Ein ernüchternder Gedanke, aber er wirkte. Als Marco mit dem Stuhl zurückkehrte, hatte sie sich wieder unter Kontrolle. Sie stand auf, um Lily in den Stuhl zu setzen, doch Marco kam ihr zuvor.
„Darf ich das machen?“
„Natürlich.“
Gina biss sich auf die Lippe, als er Lily von ihrem Schoß hob. Er wirbelte das kleine Mädchen durch die Luft und drückte ihm einen Kuss auf die Wange, ehe er es in den Stuhl setzte. Lily, die Marcos Aufmerksamkeit sichtlich genoss, krähte vor Vergnügen. Dass sie Marco so schnell akzeptiert hatte, überraschte Gina, denn normalerweise war ihre Tochter Fremden gegenüber eher scheu. Spürte sie etwa unbewusst, dass Marco ihr Vater war? Im nächsten Moment meldete sich auch schon Ginas schlechtes Gewissen. Wäre Marco nicht plötzlich wieder in ihrem Leben aufgetaucht, hätte sie Lily die Möglichkeit versagt, ihren Vater kennenzulernen.
„Ich glaube, so ist es richtig“, meinte Marco, nachdem er Lily umständlich in dem Kinderstuhl festgeschnallt hatte. „Diese Dinger sind viel komplizierter, als sie aussehen.“
Er lächelte Gina breit an, und ihr Herz machte einen Satz, als sie die Freude in seinen Augen sah. Es bestand kein Zweifel daran, dass ihm alles genauso viel Spaß machte wie Lily. Das hatte Gina nicht erwartet, zumal er sonst so zurückhaltend mit seinen Gefühlsäußerungen war.
„Ja, das Aufklappen eines Kinderwagens oder die verschiedenen Sicherheitsgurte bergen mitunter ungeahnte Tücken“, erwiderte sie leichthin.
„Na, das kann ja heiter werden“, meinte er lachend und erregte so die Aufmerksamkeit der zwei jungen Frauen am Nebentisch. Gina sah, dass die beiden die Köpfe zusammensteckten. Sie konnte sich gut vorstellen, worüber sie gerade tuschelten. Schließlich sah Marco aus wie der sprichwörtliche Latin-Lover, und es durfte sie nicht wundern, dass er die Blicke der Frauen auf sich zog. Aber es ärgerte sie trotzdem. Sie war doch nicht etwa eifersüchtig?
„Du wirst das schon hinkriegen“, erwiderte sie abwesend.
„Und wenn nicht, kann ich dich ja um Hilfe bitten“, sagte er mit einem warmen Blick, der Ginas Puls in die Höhe schnellen ließ. Rasch sah sie weg und schlug die Speisekarte auf. Unsinn, Marco flirtete nicht mit ihr! Er war einfach nur freundlich. Obwohl es sich ganz anders anfühlte …

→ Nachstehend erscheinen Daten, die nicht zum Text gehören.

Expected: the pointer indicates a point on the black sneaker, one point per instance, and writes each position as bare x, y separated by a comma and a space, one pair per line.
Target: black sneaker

„Und, was möchtest du essen?“ Er beugte sich über ihre Schulter, um ebenfalls einen Blick in die Karte zu werfen, woraufhin Ginas Herz einen solchen Satz machte, dass sie unwillkürlich aufstöhnte.
„Was hast du denn?“, fragte er besorgt und schaute ihr direkt in die Augen, was das Ganze noch verschlimmerte.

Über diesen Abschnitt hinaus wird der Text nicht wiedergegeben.